# Post box at Dublin airport



## NewEdition (1 Aug 2017)

Is there one in Terminal 1?
Preferably past the customs check, as thats when I can relax. I dont want to be hunting it down before getting through the queues etc.


----------



## amtc (2 Aug 2017)

No there isn't one. There is an kind of unofficial box but it just goes in normal airport collection and is only a couple of times a week. Historic row re planning


----------



## thedaddyman (2 Aug 2017)

there is a post box (or at least there used to be) before you go into t1 at the short term car part.

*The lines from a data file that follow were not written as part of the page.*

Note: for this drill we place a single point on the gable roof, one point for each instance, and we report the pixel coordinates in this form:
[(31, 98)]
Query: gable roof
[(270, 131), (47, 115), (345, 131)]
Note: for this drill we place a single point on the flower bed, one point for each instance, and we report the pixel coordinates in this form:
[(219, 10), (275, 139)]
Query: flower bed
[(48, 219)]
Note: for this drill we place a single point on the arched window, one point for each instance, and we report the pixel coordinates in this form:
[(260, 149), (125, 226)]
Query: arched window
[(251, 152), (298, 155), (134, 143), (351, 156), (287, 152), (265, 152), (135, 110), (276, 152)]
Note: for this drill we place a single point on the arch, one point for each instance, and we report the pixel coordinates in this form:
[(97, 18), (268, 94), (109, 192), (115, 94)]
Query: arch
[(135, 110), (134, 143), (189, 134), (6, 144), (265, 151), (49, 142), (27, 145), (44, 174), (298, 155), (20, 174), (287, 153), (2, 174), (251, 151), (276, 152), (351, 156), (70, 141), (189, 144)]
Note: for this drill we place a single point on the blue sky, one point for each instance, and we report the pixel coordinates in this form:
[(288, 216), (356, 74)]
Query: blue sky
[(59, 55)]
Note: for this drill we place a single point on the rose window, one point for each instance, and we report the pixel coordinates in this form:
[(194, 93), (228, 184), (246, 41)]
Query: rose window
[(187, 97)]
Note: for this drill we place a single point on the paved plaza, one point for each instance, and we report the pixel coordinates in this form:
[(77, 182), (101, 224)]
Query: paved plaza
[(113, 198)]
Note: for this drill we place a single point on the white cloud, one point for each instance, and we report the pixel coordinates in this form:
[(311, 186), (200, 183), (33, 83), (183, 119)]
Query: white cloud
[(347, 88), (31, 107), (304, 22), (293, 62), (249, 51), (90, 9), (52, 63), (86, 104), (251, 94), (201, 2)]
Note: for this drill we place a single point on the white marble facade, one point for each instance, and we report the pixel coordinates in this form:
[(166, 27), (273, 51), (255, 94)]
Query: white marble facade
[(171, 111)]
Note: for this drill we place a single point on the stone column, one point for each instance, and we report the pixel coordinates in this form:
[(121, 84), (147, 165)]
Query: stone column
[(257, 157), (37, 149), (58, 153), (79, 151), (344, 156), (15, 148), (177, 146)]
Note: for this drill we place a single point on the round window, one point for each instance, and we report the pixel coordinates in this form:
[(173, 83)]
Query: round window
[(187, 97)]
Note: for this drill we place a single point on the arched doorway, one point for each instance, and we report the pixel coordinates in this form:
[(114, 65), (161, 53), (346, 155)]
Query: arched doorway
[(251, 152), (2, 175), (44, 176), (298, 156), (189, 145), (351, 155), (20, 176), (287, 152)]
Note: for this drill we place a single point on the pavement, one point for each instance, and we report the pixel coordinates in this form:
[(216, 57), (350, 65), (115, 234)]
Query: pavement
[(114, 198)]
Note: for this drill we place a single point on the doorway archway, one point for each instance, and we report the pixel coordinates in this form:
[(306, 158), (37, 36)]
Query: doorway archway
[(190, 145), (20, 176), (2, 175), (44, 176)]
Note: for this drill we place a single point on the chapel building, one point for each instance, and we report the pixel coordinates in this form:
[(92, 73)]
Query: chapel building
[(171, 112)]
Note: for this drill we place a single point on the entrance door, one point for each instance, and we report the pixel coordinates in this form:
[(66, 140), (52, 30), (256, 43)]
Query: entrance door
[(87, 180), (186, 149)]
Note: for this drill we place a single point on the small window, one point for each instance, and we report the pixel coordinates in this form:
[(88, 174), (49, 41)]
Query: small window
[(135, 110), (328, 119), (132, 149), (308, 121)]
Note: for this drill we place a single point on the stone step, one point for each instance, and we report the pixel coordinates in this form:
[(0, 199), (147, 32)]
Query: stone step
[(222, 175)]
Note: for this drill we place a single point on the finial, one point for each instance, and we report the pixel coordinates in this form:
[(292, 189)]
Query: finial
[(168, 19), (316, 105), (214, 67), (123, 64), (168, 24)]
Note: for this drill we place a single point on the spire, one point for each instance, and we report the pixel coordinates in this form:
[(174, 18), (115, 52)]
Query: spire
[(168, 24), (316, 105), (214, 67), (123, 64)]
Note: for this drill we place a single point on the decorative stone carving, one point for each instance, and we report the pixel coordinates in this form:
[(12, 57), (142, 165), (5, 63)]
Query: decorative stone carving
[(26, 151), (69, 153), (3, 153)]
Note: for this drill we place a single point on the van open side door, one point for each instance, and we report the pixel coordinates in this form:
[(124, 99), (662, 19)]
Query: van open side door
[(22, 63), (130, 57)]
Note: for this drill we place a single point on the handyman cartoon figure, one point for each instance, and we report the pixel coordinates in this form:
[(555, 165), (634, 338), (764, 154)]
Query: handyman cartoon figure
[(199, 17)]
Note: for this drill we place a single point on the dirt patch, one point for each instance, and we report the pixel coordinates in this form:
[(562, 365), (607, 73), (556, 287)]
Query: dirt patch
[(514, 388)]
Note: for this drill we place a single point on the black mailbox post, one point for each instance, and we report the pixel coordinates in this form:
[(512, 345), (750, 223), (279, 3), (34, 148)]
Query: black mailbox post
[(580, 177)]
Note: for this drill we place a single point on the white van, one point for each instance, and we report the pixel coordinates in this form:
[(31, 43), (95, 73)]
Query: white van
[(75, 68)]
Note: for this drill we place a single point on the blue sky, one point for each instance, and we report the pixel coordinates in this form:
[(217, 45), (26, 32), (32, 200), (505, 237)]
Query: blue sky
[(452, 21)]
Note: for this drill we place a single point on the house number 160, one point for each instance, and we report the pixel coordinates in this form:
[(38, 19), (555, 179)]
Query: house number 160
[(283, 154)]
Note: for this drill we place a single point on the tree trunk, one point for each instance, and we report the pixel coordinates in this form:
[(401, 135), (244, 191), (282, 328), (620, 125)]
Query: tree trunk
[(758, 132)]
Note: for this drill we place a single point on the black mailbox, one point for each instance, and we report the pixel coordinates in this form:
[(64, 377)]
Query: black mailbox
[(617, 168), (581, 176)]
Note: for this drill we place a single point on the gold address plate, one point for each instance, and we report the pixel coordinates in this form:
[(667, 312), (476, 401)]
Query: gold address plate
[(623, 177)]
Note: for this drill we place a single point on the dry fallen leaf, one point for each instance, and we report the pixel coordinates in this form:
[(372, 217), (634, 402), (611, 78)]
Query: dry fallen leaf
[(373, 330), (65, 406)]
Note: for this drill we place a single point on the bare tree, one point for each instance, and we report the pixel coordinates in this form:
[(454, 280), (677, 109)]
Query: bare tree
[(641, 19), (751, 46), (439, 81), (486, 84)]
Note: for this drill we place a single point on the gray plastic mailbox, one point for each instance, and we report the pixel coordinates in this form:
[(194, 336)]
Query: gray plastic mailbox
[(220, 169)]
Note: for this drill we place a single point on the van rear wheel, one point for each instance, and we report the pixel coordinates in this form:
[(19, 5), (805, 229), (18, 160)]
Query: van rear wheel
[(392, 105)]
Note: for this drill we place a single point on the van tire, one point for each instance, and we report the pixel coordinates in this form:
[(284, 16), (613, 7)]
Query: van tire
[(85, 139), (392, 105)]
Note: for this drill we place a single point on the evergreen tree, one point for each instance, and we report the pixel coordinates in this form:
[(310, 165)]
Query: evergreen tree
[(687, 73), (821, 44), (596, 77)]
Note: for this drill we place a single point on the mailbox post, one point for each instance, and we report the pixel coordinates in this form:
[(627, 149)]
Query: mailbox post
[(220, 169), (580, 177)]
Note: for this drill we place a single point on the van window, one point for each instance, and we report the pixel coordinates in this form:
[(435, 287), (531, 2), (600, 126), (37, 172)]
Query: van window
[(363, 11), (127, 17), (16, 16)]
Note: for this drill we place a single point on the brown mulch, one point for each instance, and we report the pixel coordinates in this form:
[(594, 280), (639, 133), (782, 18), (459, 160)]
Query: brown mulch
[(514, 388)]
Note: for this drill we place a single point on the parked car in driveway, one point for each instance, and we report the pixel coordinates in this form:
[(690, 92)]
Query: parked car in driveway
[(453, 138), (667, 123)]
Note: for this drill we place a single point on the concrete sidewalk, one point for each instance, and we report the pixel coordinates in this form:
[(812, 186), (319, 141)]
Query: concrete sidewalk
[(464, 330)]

It's there near the shop which is on the ground floor of the car park


----------



## elcato (2 Aug 2017)

Why do I get the feeling this letter is going to start with "While you are reading this, I am on a big metal bird in the sky to a sunny place where I don't have to listen to you barking orders at me ever again ....."


----------



## hazelgreen (7 Aug 2017)

I am nearly sure there is a box at the back of the arrivals hall, the level that the aercoach delivers you in Terminal 1.  It is useful to know for the rare  occasion where you might need to post some item back to yourself as a way of not being having it taken at security.  Ah but first find the jiffy bag and stamp     and allowing that you have time to return out to landside and start again to go thru security.


----------